Very interesting topography, lots of good bank fishing spots, and there is a kayak launch downstream a bit

Toledo Bend is a huge reservoir on the Louisiana-Texas border, and the Sabine River flows in and out of it. The water coming out of the top-release spillway is super clear, and mostly a constant flow. I had recently seen some old fishing videos and reports showing nice Spotted Bass, White Bass, and Redbreast Sunfish being caught there. Predictably clear flowing water and some “exotic” fish species, sounds like a fly fishers dream doesn’t it? Well, the water did look great, but no fish were seen or caught, I guess it is only February. I did foul-hook a blacktail shiner, and saw a couple small bass sunning in a shallow backwater, but did not have any luck fishing a Clouser or any other streamers deep in the main channel. I tried for a couple hours for bass and sunfish before deciding that it was time to head to the hills. I hope to return during the summer, as this area is one of the very few waterways the Redbreast Sunfish inhabit in Louisiana. Apparently they were stocked in the reservoir some time ago, as they are native to the east coast of the US. They are one of the species on the GCC-FFI Suncatch list, which has a restricted range of Louisiana, Mississippi, Alabama, and Florida (west of the Apalachicola River), so for me this is the closest place to find them in that range.

Foulhooked shiner

Kisatchie National Forest – Calcasieu District

Watershed map

The Kisatchie National Forest is the only national forest in Louisiana and is divided into multiple separate districts. I have driven through the Kisatchie District and the eastern section of the Calcasieu District (right outside of Alexandria), but had never been to the western section of the Calcasieu District (near Leesville, and circled in red on the map above). This section of the forest contains several small to medium size creeks that eventually flow into the Calcasieu River (highlighted in purple on the map). Since these creeks are basically headwaters, and are surrounded by mostly undeveloped forestland, the water runs clear and tannic. These are prime conditions for some exotic species such as Flier and Grass Pickerel. The RSFF club recently brought in a biologist from the Louisiana Department of Wildlife and Fisheries, Robby Maxwell, to give a presentation on the inland fishes of Louisiana (click the link for a YouTube video of the presentation). It was a great overview of different fish species, as well as the habitats in which certain ones may be found, and I saw a lot of examples of those on this trip.

Creek habitat
This creek looks big enough to hold some nice bass

The fishing was pretty slow, but I landed a Warmouth, a Longear Sunfish, and a couple Bluegill. The creeks looked great, and the access is good, you can pull off and fish one, then bounce over to the next. I didn’t do any wading, as the water was a little high from recent rain, and there were some deep pools. Some of them did seem wadable during the right conditions, but there was a lot of downed timber from hurricanes over the last couple years. I have no doubt that you could rack up on a bunch of different fish species in this area during the summer.

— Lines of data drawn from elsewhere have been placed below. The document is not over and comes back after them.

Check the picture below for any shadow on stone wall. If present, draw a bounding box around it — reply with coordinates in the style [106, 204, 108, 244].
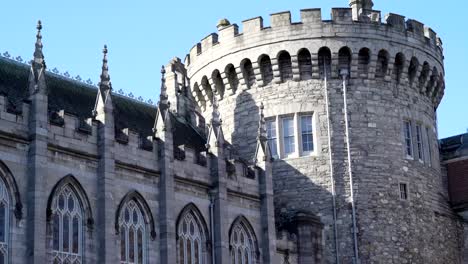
[231, 91, 342, 263]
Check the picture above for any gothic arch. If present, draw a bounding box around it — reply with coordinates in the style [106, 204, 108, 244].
[176, 203, 210, 241]
[46, 174, 94, 228]
[0, 160, 23, 220]
[175, 203, 211, 264]
[229, 215, 260, 263]
[115, 190, 156, 240]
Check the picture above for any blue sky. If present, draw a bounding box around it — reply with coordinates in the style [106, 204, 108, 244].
[0, 0, 468, 137]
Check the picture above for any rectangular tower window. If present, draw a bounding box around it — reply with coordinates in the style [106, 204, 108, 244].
[400, 183, 408, 200]
[301, 115, 314, 154]
[403, 120, 413, 157]
[283, 117, 296, 156]
[416, 124, 424, 161]
[266, 119, 278, 158]
[426, 127, 432, 166]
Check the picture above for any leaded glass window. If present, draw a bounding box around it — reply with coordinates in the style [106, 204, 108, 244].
[266, 119, 278, 157]
[229, 221, 256, 264]
[177, 210, 206, 264]
[119, 200, 146, 264]
[0, 176, 10, 264]
[403, 121, 413, 157]
[51, 185, 83, 264]
[301, 115, 314, 153]
[283, 117, 295, 156]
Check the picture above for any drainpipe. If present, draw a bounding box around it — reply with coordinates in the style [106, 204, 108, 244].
[210, 192, 215, 264]
[323, 62, 340, 264]
[340, 69, 360, 263]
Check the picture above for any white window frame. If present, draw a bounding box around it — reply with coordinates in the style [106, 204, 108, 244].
[266, 119, 280, 158]
[297, 113, 317, 156]
[415, 123, 425, 163]
[119, 200, 148, 264]
[403, 119, 414, 159]
[50, 184, 84, 263]
[279, 115, 297, 158]
[426, 126, 433, 167]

Warmouth, with a very bright red dot on its opercular flap
Longear Sunfish, supposedly these ones from the Calcasieu drainage are a different sub-species than the ones in the Florida Parishes
Bluegill with a melanistic-blotch

Driving through all this beautiful public land had me daydreaming and wishing there was a similar national forest in the Washington Parish piney woods. Sure, Pushepatapa Creek is a designated scenic river and has decent access, but there are so many other small creeks up there that are blocked off with barbed wire and posted signs.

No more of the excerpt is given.